HK: Was kann man für die Sicherheit in Bergwerken konkret tun?
Meer: Um Explosionen zu verhindern, muss man ständig die Zusammensetzung der Luft überwachen. Damit sich nicht zuviel Methangas oder Kohlestaub in der Luft ansammelt, wird ständig Frischluft in die Stollen gepumpt. Falls sich trotzdem einmal zu viel hochexplosives Methan angesammelt hat, müssen sich alle Geräte automatisch abschalten. Außerdem werden bei uns alle elektrischen Geräte, etwa Computer oder Motoren, "verkapselt". Das bedeutet: Sie werden eingehüllt und können keine Funken schlagen. Dadurch kann sich Methan oder Kohlenstaub in der Luft auch nicht entzünden und zu einer Explosion führen. Und schließlich gibt es noch überall "Wassersperren".
HK: Was verbirgt sich dahinter?
Meer: Sollte es trotz aller Vorsichtsmaßnahmen zu einer Explosion kommen, platzen große, mit Wasser gefüllte Plastikbehälter. Dadurch entsteht eine Wasserwand, die jede Feuerwalze stoppen kann. Es gibt also viele Sicherheitsvorkehrungen, die sich gegenseitig ergänzen.
HK: Wie lassen sich Wassereinbrüche und Steinrutsche verhindern?
Meer: Wassereinbrüche kann es nicht geben, wenn der Berg vor der Grabung gründlich untersucht wurde. Mit moderner Technik kann man unterirdische Wasserläufe leicht feststellen und ihnen beim Kohleabbau ausweichen. Und Gesteinsbrüche gibt es bei uns nicht, weil die Bergleute immer in Gruben arbeiten, die von stabilen Stahlträgern oder Stahlschilden abgestützt werden. Das verhindert gefährliches Nachrutschen von Geröll.
HK: Also besteht - zumindest in unseren Bergwerken - überhaupt kein Risiko für die Kumpel?
Meer: Man kann das Risiko zwar sehr klein halten, ganz ausschließen kann man es jedoch nie. Sehr selten kommt es zu Unglücksfällen, die allerdings andere Gründe haben. Zum Beispiel, wenn ein Bergarbeiter von einer der unterirdischen Lokomotiven angefahren wird.
HK: Gibt es außer China noch andere Länder, in denen Bergleute besonders gefährlich leben?
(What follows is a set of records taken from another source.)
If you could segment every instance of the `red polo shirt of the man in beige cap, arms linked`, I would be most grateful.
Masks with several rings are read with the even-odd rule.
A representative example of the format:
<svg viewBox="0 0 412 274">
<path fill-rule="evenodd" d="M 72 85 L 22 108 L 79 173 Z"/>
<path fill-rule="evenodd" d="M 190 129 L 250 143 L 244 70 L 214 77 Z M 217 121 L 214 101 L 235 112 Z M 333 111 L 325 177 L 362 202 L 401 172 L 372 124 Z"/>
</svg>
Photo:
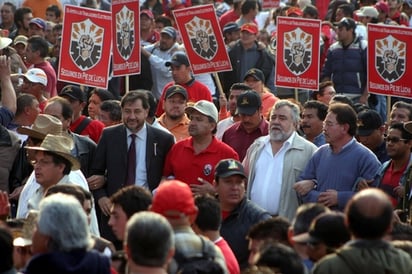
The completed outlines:
<svg viewBox="0 0 412 274">
<path fill-rule="evenodd" d="M 236 159 L 239 156 L 230 146 L 213 137 L 210 145 L 195 155 L 192 137 L 177 142 L 166 156 L 163 176 L 173 176 L 187 184 L 197 184 L 197 178 L 213 183 L 215 166 L 222 159 Z"/>
</svg>

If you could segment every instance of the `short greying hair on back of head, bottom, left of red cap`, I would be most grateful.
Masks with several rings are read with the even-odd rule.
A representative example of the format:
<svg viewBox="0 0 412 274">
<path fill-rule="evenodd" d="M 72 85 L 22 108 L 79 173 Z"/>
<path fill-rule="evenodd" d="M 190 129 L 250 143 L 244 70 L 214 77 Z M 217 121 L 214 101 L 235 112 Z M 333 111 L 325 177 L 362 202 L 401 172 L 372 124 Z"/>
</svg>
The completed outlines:
<svg viewBox="0 0 412 274">
<path fill-rule="evenodd" d="M 142 266 L 164 266 L 169 251 L 174 249 L 171 225 L 165 217 L 150 211 L 136 213 L 129 219 L 125 239 L 129 259 Z"/>
</svg>

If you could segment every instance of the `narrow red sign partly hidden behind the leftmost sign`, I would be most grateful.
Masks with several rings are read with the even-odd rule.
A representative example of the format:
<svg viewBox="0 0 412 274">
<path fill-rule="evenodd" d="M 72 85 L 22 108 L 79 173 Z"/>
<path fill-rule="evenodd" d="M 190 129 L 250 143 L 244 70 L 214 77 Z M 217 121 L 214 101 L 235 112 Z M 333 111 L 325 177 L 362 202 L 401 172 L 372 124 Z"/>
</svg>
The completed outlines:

Meer: Die chinesischen Bergwerke sind mit Abstand die gefährlichsten. Mindestens 80 Prozent (80 von 100) aller toten Kumpel weltweit verunglücken jedes Jahr in China. Zwar gibt es auch dort einige wenige Vorzeige-Bergwerke, die auf dem neuesten Stand sind, aber die sind die große Ausnahme. Doch auch in der Ukraine und in Weißrussland kommt es immer wieder zu schlimmen Unglücken. In diesen osteuropäischen Ländern wird auf die Sicherheit der Bergleute ebenfalls zu wenig wert gelegt.
HK: Wenn ich Sie richtig verstanden habe, müsste eigentlich fast kein Bergmann mehr bei einem Unglück sterben?
Meer: Genau. Ich kann mich nur an ganz wenige Unglücke bei uns in den vergangenen 20 Jahren erinnern. In Deutschland gab es 1992 ein Unglück mit sieben Toten. In Österreich ereignete sich im Jahr 1998 das Grubenunglück von Lassing mit zehn Toten. In der Schweiz kann ich mich an überhaupt kein schweres Unglück erinnern. Nur in sehr großer Tiefe, etwa beim Diamantbergbau in Südafrika, ist die Gefahr auch dann hoch, wenn man alle Sicherheitsmaßnahmen beachtet.
HK: Wie kommt das?
Meer: Dort lastet ein unglaublicher Druck auf den Minenschächten in über 4.000 Metern Tiefe. In normalen Kohlegruben, die höchstens 1.500 Meter tief sind, müsste es hingegen keine größeren Unglücke mehr geben.